A confidence interval or significance test is called stable if the confidence level or P-value does not change very much when the conditions for use of the procedure are violated

The stability of a confidence interval or significance test refers to the sensitivity of the results when the conditions required for the procedure are violated. In other words, it assesses whether the outcome (confidence level or p-value) remains relatively constant or changes significantly when the assumptions of the analysis are not met.

To determine if a confidence interval or significance test is stable despite violations of the assumptions, you can perform sensitivity analysis. Here's how you can do it:

1. Identify the assumptions: Start by understanding the conditions or assumptions that are required for the particular confidence interval or significance test. For example, assumptions might include normality of the data, independence, or equal variances between groups.

2. Simulate violations: Introduce potential violations by simulating scenarios that deviate from the assumptions. For instance, if you are assuming normality, you can create datasets with non-normal distributions.
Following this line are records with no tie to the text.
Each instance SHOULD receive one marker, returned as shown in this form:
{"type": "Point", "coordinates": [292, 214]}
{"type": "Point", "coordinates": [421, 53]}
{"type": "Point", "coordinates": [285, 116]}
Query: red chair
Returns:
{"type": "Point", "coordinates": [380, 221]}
3. Calculate confidence intervals or p-values: Apply the chosen confidence interval or significance test to each simulated dataset. Calculate the confidence intervals or p-values under the violated conditions.
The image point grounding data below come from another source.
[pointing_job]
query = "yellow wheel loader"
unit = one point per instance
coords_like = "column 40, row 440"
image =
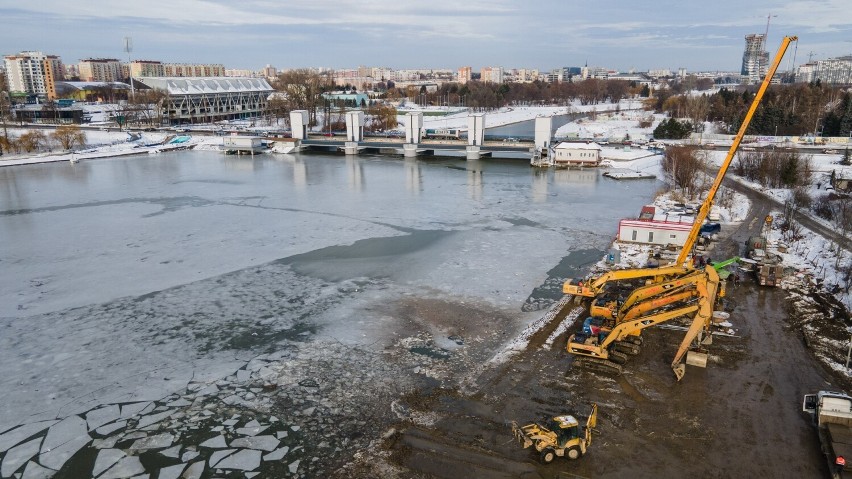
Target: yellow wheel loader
column 562, row 437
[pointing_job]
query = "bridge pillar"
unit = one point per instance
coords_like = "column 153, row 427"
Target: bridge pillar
column 299, row 124
column 409, row 150
column 414, row 127
column 473, row 152
column 354, row 126
column 476, row 129
column 543, row 132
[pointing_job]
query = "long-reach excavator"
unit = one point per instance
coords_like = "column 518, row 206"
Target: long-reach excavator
column 672, row 291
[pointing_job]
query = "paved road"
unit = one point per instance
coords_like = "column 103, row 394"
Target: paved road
column 800, row 216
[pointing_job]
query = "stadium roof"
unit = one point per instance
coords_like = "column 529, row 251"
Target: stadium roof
column 201, row 85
4. Compare results: Compare the confidence levels or p-values obtained under the different simulated scenarios. Assess whether there are significant changes in the results when the assumptions are violated. If the confidence levels or p-values vary significantly, the procedure may be considered unstable. On the other hand, if the differences are minimal, the procedure can be seen as stable.

It is important to note that the stability of a confidence interval or significance test does not imply that the procedure is valid or reliable under the violated assumptions. It just suggests that the results are less sensitive to the violations. Therefore, if the assumptions are strongly violated, it is recommended to consider alternative procedures that are appropriate for the specific situation, rather than relying solely on stability.